Misleading Growth Numbers

Generated Leads

Leads are key, but they’re also not a sign of success. A campaign could have generated hundreds or thousands of leads, but without conversion, that number is just as superficial as a view count.

Event Attendance

Listen, just because your webinar saw a lot of visitors doesn’t mean it lead to anything but a closed window or tab. If attendees don’t engage or follow up with the company or brand, then there’s no tangible success to be found.

Follower Growth Rate

Does rapid growth mean increased influence? Maybe, but if that influence isn’t capitalized on then that follower growth is meaningless. If new followers aren’t engaging and converting then it’s just another number smart consumers should ignore and quality business owners should avoid.

Surface-Level SEO Metrics

Search Rankings

Sales are the key metric, not search rankings. Ranking #1 for a keyword that gets no searches means nothing. You need the context of what that ranking is getting you.

Traffic Sources

A marketer showing off how much traffic came from social media doesn’t demonstrate anything other than a couple of successful ads or posts. You need substantial engagement or actual conversions to make source volume data anything other than another vanity metric.

Backlinks

Backlinks can often demonstrate market reach or word-of-mouth success, but only if you spend the time digging into every backlink. Otherwise, if the content is backlinked to low-quality sources or those considered spam by Google, it could harm the ranking instead of help it.

High Word Count

Sometimes, you might see users bragging about the word count for a blog post, article, or landing page of some kind. Does that mean all of those words are relevant? Of course not. Google values relevant content, so having a high word count might be more of a detriment than a boost.

Keyword Density

SEO doesn’t mean shoving as many keywords as possible into a piece of content. A marketer “optimizing” a page with keywords could actually harm the page due to Google’s stance on keyword stuffing. Search engines are prioritizing relevant content, not those crammed with as many keywords as possible.

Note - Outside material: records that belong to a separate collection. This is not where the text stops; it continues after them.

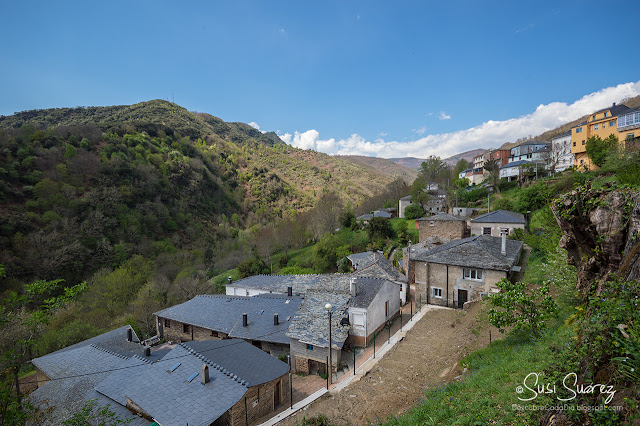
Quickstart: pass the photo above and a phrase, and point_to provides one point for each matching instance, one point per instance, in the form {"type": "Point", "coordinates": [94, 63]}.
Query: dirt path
{"type": "Point", "coordinates": [429, 355]}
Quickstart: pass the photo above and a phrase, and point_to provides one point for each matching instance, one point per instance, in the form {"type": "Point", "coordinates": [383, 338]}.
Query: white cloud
{"type": "Point", "coordinates": [309, 140]}
{"type": "Point", "coordinates": [486, 135]}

Number of Published Blog Posts

When a marketer brags about their team knocking out 30 blog posts in a month, they think that means it’s been a productive month that’ll lead to more SEO gains. But the quantity of those blog posts, like all of these manipulated numbers, doesn’t mean those blogs are thoroughly-researched, engaging, or even relevant. The real way to convert readers into customers is with content and subjects that reflect quality over quantity.

Reputation and Branding Metrics

Brand Mentions

Just like a social media mention, a brand mention is only as valuable as the context. Boasting about hundreds of brand mentions is irrelevant if those mentions didn’t impact the businesses’s goals or outlook.